Vienna was divided into five military sectors.
The inner city was the so-called international sector, the administration of which changed once a month from one of the allied powers to the other.
Later, in September 1945, the British High-Command moved into the Palace, using the first floor (Reception rooms) and other rooms on the ground floor together with some of the outbuildings, as their headquarters. The British General-Staff and a division of the British armed forces needed accommodation, so in July 1945 some of the tenants received notice to quit their rooms.
An airfield was constructed on the then football field in front of the main building (APCOA Car Park).
Throughout the following years, whilst the Palace was occupied by the British Forces, the Imperial Apartments and Reception Rooms remained closed to the general public.
Repairs to Schönbrunn began soon after the war. The main building was immediately restored but it took until the 1950s to complete the outbuildings.

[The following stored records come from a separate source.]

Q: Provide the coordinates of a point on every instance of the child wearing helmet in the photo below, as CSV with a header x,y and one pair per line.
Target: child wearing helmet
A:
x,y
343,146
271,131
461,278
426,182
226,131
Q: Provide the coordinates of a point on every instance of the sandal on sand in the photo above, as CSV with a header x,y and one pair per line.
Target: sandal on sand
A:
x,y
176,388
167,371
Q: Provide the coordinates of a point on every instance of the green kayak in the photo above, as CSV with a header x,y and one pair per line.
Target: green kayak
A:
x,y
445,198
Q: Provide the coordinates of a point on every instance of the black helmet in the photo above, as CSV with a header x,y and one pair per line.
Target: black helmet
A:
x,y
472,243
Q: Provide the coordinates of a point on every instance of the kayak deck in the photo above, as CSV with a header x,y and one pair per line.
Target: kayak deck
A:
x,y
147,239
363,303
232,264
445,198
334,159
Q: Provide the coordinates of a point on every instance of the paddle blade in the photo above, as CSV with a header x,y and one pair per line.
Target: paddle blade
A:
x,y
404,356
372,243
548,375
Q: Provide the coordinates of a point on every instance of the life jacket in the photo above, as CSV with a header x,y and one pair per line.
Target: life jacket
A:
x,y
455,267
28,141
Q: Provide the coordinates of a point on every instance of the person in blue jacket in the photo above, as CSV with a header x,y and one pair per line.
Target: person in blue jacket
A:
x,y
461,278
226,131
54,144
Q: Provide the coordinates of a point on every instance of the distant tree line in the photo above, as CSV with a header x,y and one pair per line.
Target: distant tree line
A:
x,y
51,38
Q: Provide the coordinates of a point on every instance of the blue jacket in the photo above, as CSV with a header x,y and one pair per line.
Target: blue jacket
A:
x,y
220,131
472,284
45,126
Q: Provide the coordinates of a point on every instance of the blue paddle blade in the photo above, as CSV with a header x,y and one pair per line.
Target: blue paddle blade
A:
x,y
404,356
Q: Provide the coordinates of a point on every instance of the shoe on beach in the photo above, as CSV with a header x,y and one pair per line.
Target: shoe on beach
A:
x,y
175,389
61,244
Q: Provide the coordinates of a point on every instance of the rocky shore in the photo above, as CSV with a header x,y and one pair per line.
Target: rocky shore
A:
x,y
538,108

During the years 1945-1975 the enormous sum of 400 million Austrian Schilling was spent on the rebuilding and refurbishment. The Federal Ministry of Trade and Reconstruction (Bundesministerium für Handel und Wiederaufbau) carried the responsibility for Schönbrunn Palace during this time.
The British Military Tattoo in Schönbrunn 1946
The word Tattoo is derived from the Dutch “Doe den tap toe” (Turn off the taps). The British army military signal ‘Tattoo’ was a drum beat late each evening, which was a signal to soldiers that they should return to the barracks in time for ‘Last Post’ and ‘Lights Out’, and the beer taps in the taverns should be turned off. This slowly developed into a ceremonial performance of military music by massed bands.
In recent years the parades have become well-known due to events such as the famous Edinburgh Military Tattoo which is held in Edinburgh Castle and attended by some 200 000 visitors each year.
The British Army has always held Tattoos, usually in London, where they can perform, show their expertise and attract large crowds of visitors.
The Parade has changed over the centuries from the Fyffes and Drums in the days of Oliver Cromwell to the Regimental Bands, particularly the Brigade of Guards, who perform all over the world.
In 1946 a British Charity Parade took place in the main gardens of Schönbrunn Palace. This so-called Searchlight Military Tattoo climaxed with a large firework display.
The amount raised was more than 400 000 Austrian Schilling, which was presented to the major of Vienna, Theodor Körner. This money enabled the city of Vienna to finance a six-week holiday for 2 400 children at a holiday resort.
The British continued holding similar activities for the benefit of children in the following years.
In 1948 British Headquarters moved into a military complex (Fasangarten-Kaserne) behind the Gloriette, which had been used by British forces since 1945. The Palace itself was given back to the Austrian Government but the British Telefone Exchange remained situated in the palace until well into the 1950s.
The Imperial Apartments of Schönbrunn were re-opened to the general public on the 4th September 1948.
After the signing of the State Treaty in the Belvedere Palace on the 15th May 1955 the Palace of Schönbrunn became the chosen venue for one of the most important government receptions of those years.
The four foreign ministers of the occupying forces; Wjatscheslaw Molotov, Harold Macmillan, John Foster Dulles and Antoine Pinay together with their delegations and other leading politicians of the day met the members of the Austrian Federal Government and the Austrian Federal President Dr. Theodor Körner.
The ‘Zeremoniensaal’ (Ceremonial Hall) was used for the main guests (eighty V.I.P.'s), the Reception rooms were set aside for the other 1 200 invited guests.
The ‘Neptunbrunnen’ (Neptune Fountain) and the Gloriette were floodlit as they were at all receptions in the following years
For such events the ‘Ehrenhof’ (Main Court Yard) was used until well into the 1980s as a car park for more than 300 cars.